Michael Bachtadze (Marcello)

Gesanglich bewegte sich die Aufführung auf hohem Niveau. Celeste Siciliano sang die Mimi mit einem in allen Lagen sauber ansprechenden und ebenmäßig geführten lyrischen Sopran, der neben zarten lyrischen Ergüssen auch zu großer Expansion fähig war.
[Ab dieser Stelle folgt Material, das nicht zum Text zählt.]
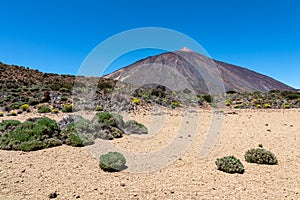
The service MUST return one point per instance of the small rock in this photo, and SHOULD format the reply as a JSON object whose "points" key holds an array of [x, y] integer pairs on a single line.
{"points": [[52, 195]]}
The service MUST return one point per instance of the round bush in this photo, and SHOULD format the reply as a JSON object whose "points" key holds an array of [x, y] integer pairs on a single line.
{"points": [[230, 164], [260, 156], [112, 162]]}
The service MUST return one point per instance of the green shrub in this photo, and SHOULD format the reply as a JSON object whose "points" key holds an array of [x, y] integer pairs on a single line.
{"points": [[8, 125], [136, 101], [134, 127], [99, 108], [112, 162], [230, 164], [68, 108], [16, 105], [267, 105], [13, 113], [260, 156], [258, 106], [55, 111], [64, 90], [33, 101], [286, 106], [33, 134], [64, 98], [44, 109], [80, 132], [24, 107]]}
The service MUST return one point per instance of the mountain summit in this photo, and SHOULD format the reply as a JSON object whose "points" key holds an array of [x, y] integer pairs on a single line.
{"points": [[186, 62]]}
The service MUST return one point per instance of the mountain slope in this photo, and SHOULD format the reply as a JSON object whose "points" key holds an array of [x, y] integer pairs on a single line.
{"points": [[195, 68]]}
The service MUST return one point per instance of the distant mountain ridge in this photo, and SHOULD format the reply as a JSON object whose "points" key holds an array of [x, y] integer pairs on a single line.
{"points": [[234, 77]]}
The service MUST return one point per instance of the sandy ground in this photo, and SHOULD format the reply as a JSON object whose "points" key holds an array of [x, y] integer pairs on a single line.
{"points": [[74, 172]]}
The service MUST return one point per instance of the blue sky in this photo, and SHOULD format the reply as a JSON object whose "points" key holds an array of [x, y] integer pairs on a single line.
{"points": [[56, 36]]}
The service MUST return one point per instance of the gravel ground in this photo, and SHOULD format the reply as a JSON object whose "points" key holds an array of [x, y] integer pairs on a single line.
{"points": [[73, 173]]}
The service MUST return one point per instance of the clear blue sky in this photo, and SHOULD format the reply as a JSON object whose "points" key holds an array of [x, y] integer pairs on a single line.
{"points": [[56, 36]]}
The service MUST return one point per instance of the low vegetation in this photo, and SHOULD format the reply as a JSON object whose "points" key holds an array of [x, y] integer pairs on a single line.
{"points": [[230, 164], [112, 162]]}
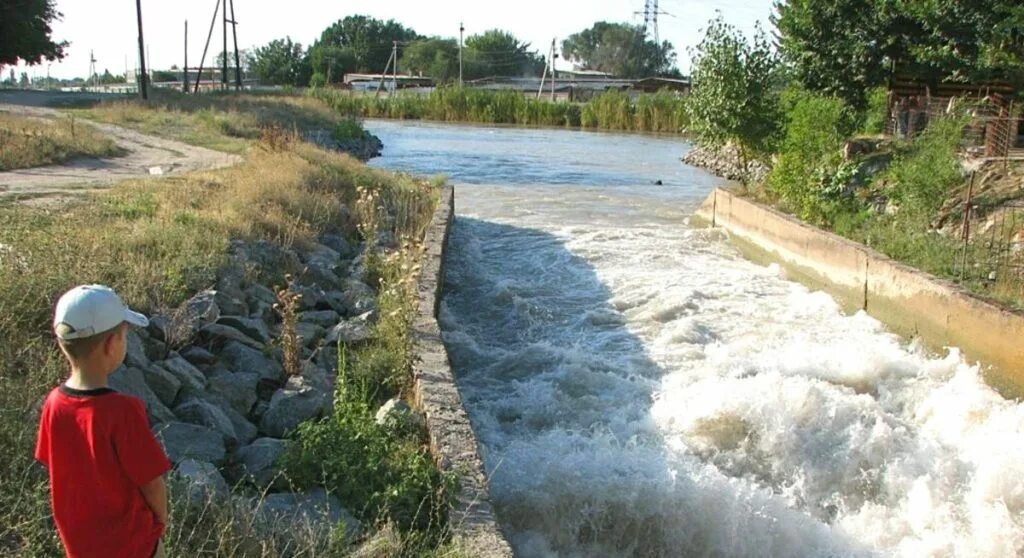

Neben ihr war José Manuel ein junger, frisch und aufgeweckt spielender Rodolfo, der seinem Part mit hellem, differenziert und nuancenreich geführtem Tenor auch stimmlich voll gerecht wurde. Lediglich das hohe c am Ende von „Che gelida manima“ hätte man sich noch etwas runder gewünscht. Nichts auszusetzen gab es an Michael Bachtadze, der einen profunden, bestens fokussierten Bariton für den Marcello mitbrachte, den er auch ansprechend spielte. Nicht durchweg schnippisch legte Anna Gütter die Musetta an, vielmehr setzte sie mit ihrem ausgereiften, voll und sonor klingenden Sopran auf lyrische Eleganz, was der Partie gut bekam. Hier wächst eine gute Mimi heran. Einen geradlinigen, solide verankerten Bass brachte Felix Rathgeber für den Colline mit. Sehr ordentlich schlug sich auch der über beachtliches Bariton-Material verfügende Jiri Rajnis als Schaunard. In der Doppelrolle des Benoit/Alcindoro gefiel Michael Lion. Marino Polanco hätte den Parpignol mit etwas runderem Stimmklang singen können. Martin Trepl (Sergeant), Marcello Mejia-Mejia (Zöllner) und Valentin Fruntke (Kellner) rundeten das homogene Ensemble ab. Auf hohem Niveau bewegte sich der von Lorenzo Da Rio exellent einstudierte Opernchor und Extrachor des Landestheaters Coburg.

Am Pult schöpfte Roland Fister aus dem Vollen. Er animierte das bestens disponierte, konzentriert aufspielende Philharmonische Orchester Landestheater Coburg zu einem feurigen, intensiven und temperamentvollen Spiel, das indes leider manchmal etwas zu laut ausfiel und die Sänger in den Klangmassen nicht nur einmal untergehen ließ.

Fazit: Ein in jeder Hinsicht gelungener Nachmittag, der die Fahrt nach Coburg wieder einmal voll gelohnt hat.